The Application of Industrial Organization and Resource-based Models by Apple Inc

  • Industrial Organization Model of Above- Average Returns

This model emphasizes the role of a company’s external environment on decisions made by managers. It states that environment, particularly the prevailing conditions in a given sector have a greater influence on companies in that sector than the company’s managerial decisions itself (Hitt, Ireland, & Hoskisson, p. 14). The model proposes that companies should find ways of reducing the cost of production or finding more attractive markets through differentiation. To increase its average returns, Apple Inc. should venture into countries where labor and raw materials are cheap as well as small competition. Additionally, they should diversify their products by developing new unique products that meet current market requirements.

  • Resource-based Models of Above- Average Returns

Unlike the industrial organization model which recognizes the impact of the external environment on the company, the resource-based model proposes that company’s unique resources and capabilities endued it with a competitive advantage, and enabled to attain above average returns (Hitt, Ireland, & Hoskisson, 2013 p. 16). The success of the company depends on access to unique resources as well as its capabilities, as opposed to the impact of the external environment. From this model, Apple’s unique resources are its ability to produce unique and innovative products. To remain competitive, Apple should improve its capability to produce more unique products through employee training, expansion and sourcing for talents.

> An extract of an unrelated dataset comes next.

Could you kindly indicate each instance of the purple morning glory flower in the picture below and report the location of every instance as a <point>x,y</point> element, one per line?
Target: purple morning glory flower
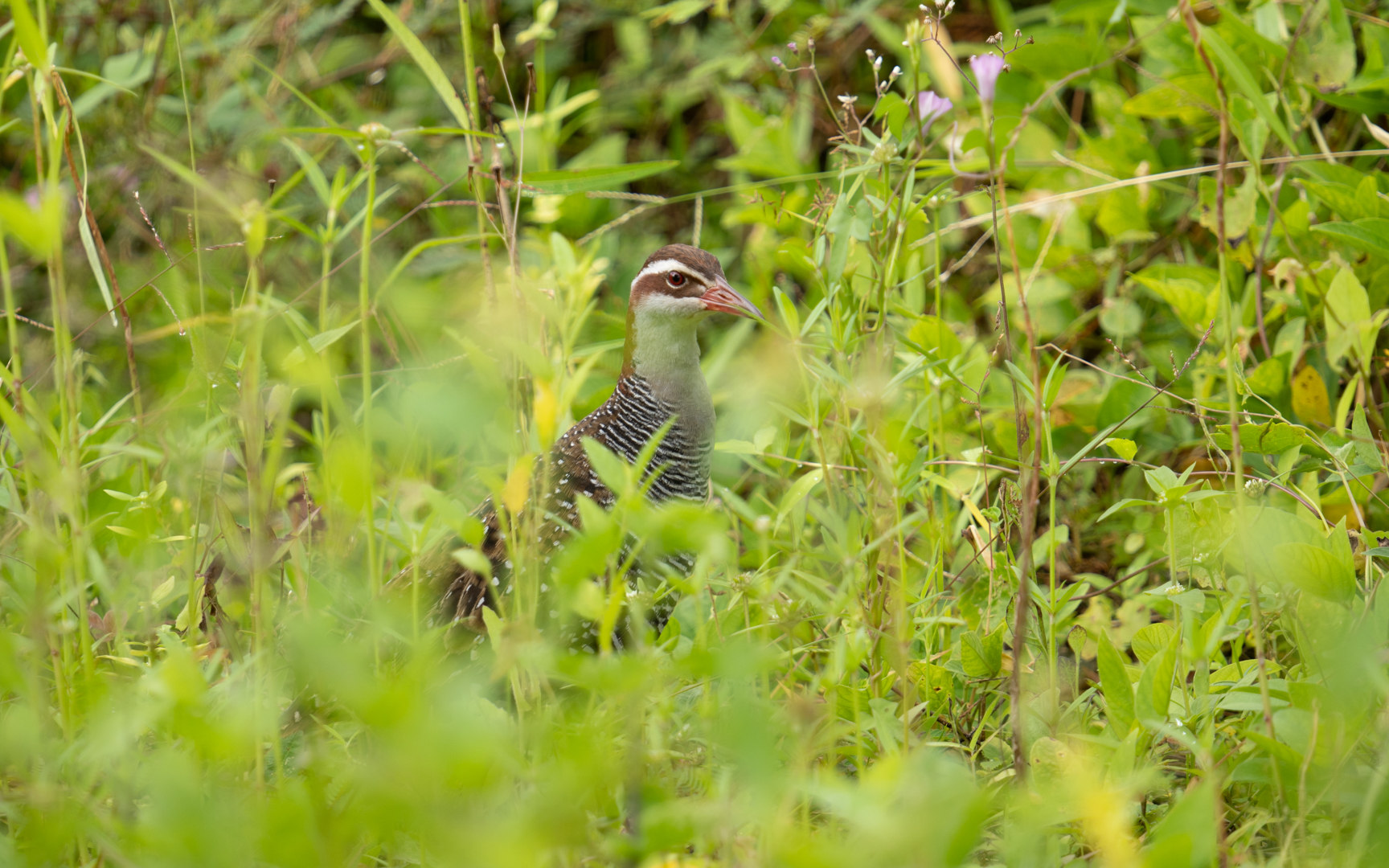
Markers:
<point>986,68</point>
<point>931,106</point>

  • How Apple’s Vision and Mission Statement Influence the Corporation’s Overall Success

Though Apple lacks a clear and properly defined mission and vision statement, its strategy is inspired by the spirit of thinking differently (Jinjin, 2013). The products are meant to fit customer tastes. Meeting customer needs has been Apple’s strategy in maintaining a large market share. New innovations and upgrades to existing products have helped Apple maintain a larger share on the market.

  • Stakeholders’ Impact

Hitt, Ireland, & Hoskisson (2013) stated that there are three types of stakeholders; shareholders, customers, and organizational stakeholders or employees. Shareholders invest in Apple Inc through the capital market. They expect their investment will be well utilized by the company, so they will receive returns from the investment. The company acquires additional resources for investment. Customers, on the other hand, ensure that the firm continues to produce high quality and innovative products at a low cost. The feedback given by these stakeholders is important as it helps the company to make improvements in the products. Finally, the organizational stakeholders are the driving force behind the company’s growth. Providing employees with better service and increasing their knowledge and skills through training encourages them to perform better, hence the company grows faster.